Sunday, July 05, 2009

"Like a pig laying in a cool pool of slop in hundred-degree weather.”

Inaction pleases opponents

pig in mud


By Josh Baugh
San Antonio Express-News
Copyright 2009

AUSTIN — At the end of the 81st Legislature's special session last week, toll-road opponents went home happy — like “a pig laying in a cool pool of slop,” as one of them put it.

The agency poised to bring toll roads to San Antonio, meanwhile, was left looking toward the 82nd Legislature in 2011, with hopeful expectation that lawmakers then will extend the life of a controversial road-building tool that could pave the way for new toll roads in San Antonio and elsewhere.

In a speedy two-day special session that wrapped up well before dinner Thursday, Texas lawmakers rested on the laurels of two pieces of legislation that extend the life of several state agencies, including the Texas Department of Transportation, and the funding of road projects.
They took the safe road on the hot-button bill that would have extended comprehensive development agreements, or CDAs, letting it die in committee and kicking the issue down the road to a later date — though its proponents vowed to bring it up again at the earliest opportunity.

The controversial measure was vehemently opposed by Texans Uniting for Reform and Freedom, or TURF — a grassroots group that fights toll roads across the state — whose members could scarcely contain their glee.

“Man, we couldn't be any happier,” TURF board member Hank Gilbert said. “I think it's kind of like a pig laying in a cool pool of slop in hundred-degree weather.”
The highly controversial element of CDAs, known as concession contracts, allow private companies to design, build and operate toll roads, and then collect revenue from them for at least the next five decades. The less controversial component of CDAs is the “design-build” agreement, which keeps control of the project with the government agency that built it.

That's a distinction that often gets lost in the vitriolic toll-road debate, and one that Alamo Regional Mobility Authority officials tried to impress on lawmakers during the special session.

Rep. David Leibowitz, D-San Antonio — perhaps TURF's best friend among the Bexar County delegation — said CDAs are nothing more than a way for wealthy private company owners to make even more money. His solution to congestion problems is rooted in the statewide gas tax, which for years has been raided to pay for nontransportation projects. Leibowitz acknowledged the difference between concession contracts and design-build contracts but said the latter is just a “lesser evil.”

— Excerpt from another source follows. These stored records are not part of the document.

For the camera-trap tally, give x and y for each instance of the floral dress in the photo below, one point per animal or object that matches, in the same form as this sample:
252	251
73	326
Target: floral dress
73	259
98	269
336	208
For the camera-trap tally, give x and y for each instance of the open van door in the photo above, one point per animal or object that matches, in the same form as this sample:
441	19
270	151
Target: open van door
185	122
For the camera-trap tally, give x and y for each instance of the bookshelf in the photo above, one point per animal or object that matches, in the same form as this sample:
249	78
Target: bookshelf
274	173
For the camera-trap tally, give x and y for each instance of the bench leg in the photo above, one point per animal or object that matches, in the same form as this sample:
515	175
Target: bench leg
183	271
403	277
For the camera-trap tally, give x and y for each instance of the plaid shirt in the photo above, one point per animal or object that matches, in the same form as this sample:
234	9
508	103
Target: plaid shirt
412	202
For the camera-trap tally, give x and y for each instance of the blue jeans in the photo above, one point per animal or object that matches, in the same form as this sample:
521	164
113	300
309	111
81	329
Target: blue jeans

But by all accounts, there was no urgency for legislators to take up the issue in the special session because no projects were at risk. There will be building pressure, however, to address CDAs in 2011 because the RMA wants to use design-build contracts to develop the U.S. 281 and Loop 1604 corridors.

By then, Gilbert says, it may be a moot point. In a few months, TURF plans to announce a “more conventional” plan for dealing with congestion problems — one that should receive widespread support from grassroots groups and industry alike, he said. Gilbert wasn't willing to provide further detail.

That aside, lawmakers say they plan to address CDAs in 2011, and Alamo RMA Executive Director Terry Brechtel said she's confident they'll authorize the use of the contracts.

“We have complete confidence that CDA authority will be extended in 2011, specifically the design-build piece that we're interested in,” she said, drawing a nuanced distinction among the contract models that fall under CDAs.

While the bill's failure won't immediately affect any projects in San Antonio, the RMA will push for CDA extension in 2011 because it plans to use design-build contracts to add capacity to U.S. 281 and Loop 1604. By the next Legislature, the RMA will have spent some $18 million on environmental studies for expansion on the two highways. RMA officials say those projects aren't in jeopardy even if CDAs were to die in 2011 because the agency could use traditional low-bid construction contracts rather than design-build contracts.

It's important to note that while the RMA has never ruled out the use of concession agreements, Brechtel said that there's no support to use that form of financing in San Antonio. “Our county judge has not supported concessions. So until our county judge supports concessions, we will not support concessions,” she said. “It's going to take political will to do a private concession in San Antonio, and I don't see the political will.”